## Sunday, February 1, 2009

### Who's going to spend the money?

As I've written before, one of the big debates in the stimulus is whether tax cuts or government spending are more effective for boosting short-term demand. Paul Krugman weighs in:
"...one way to explain why government spending is better than tax cuts as a stimulus is to say that temporary tax cuts aren’t effective at increasing demand, but temporary spending increases are.

Here’s the logic (which follows directly from Milton Friedman’s permanent income hypothesis, by the way): suppose that the government introduces a new program that will cause it to spend $100 billion a year every year from now on. To pay for this, it will have to raise taxes by$100 billion a year, permanently — and if consumers take this into account, they might well cut their spending enough to offset the increase in government purchases.

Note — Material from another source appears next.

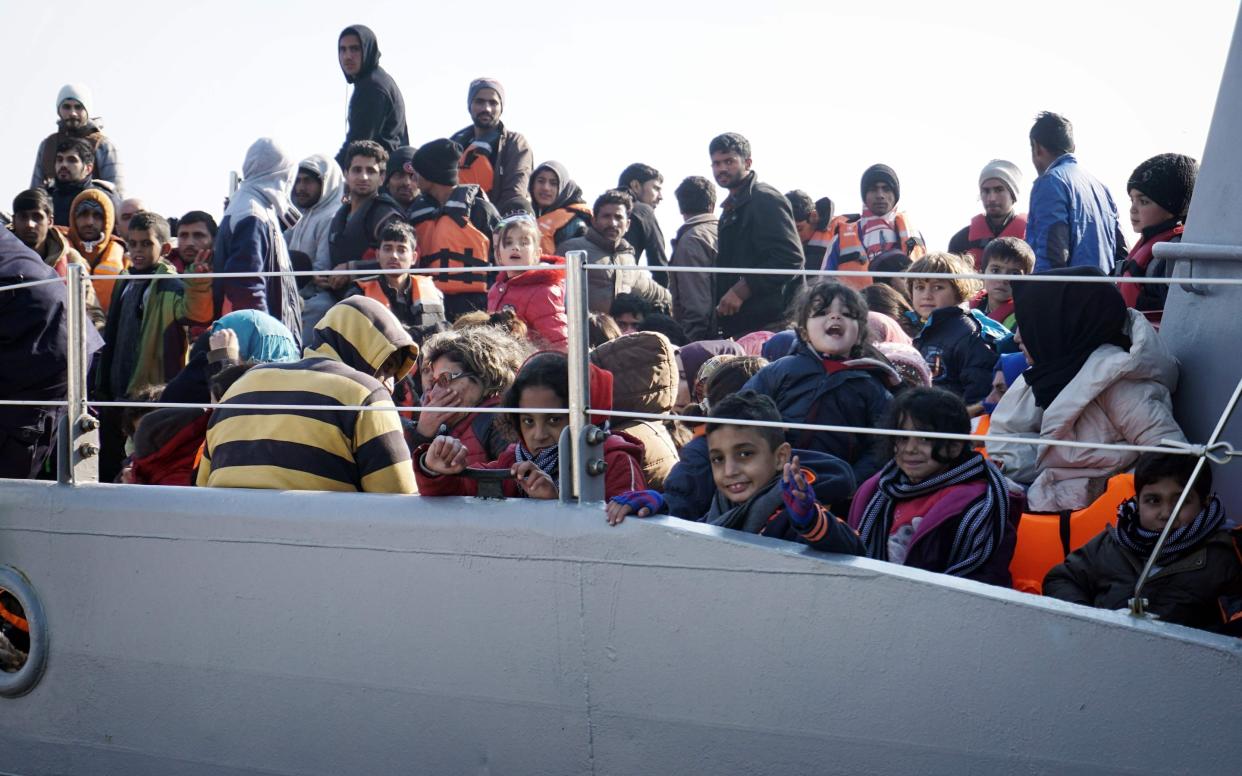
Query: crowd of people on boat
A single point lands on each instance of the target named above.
(728, 368)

But suppose the government introduces a one-time, $100 billion program to repair bridges over the next year. The government will have to issue debt to pay for this, and will have to service that debt, requiring higher taxes — say,$5 billion a year. That’s a much smaller impact on consumers’ future after-tax income than the permanent program. So much less of the spending rise will be offset by a fall in consumer demand. (I’m not considering the effect of the spending in raising income, which would probably cause consumer demand to rise rather than fall.)

So economic theory — Milton Friedman’s theory! — says that spending is a more effective form of stimulus than tax cuts."
According to Friedman's "Permanent Income Hypothesis" spending decisions are not based on transitory income gains (windfalls, such as tax rebates), but by a person's real wealth. This is why tax rebates tend to get put in the bank, rather than spent.

Tax rebates were ineffective as fiscal stimulus in 2007 for exactly the reasons Friedman's theory would have predicted. Of course Friedman would not have been in favor of large government spending, either. But it's interesting to consider the full implications of a theory.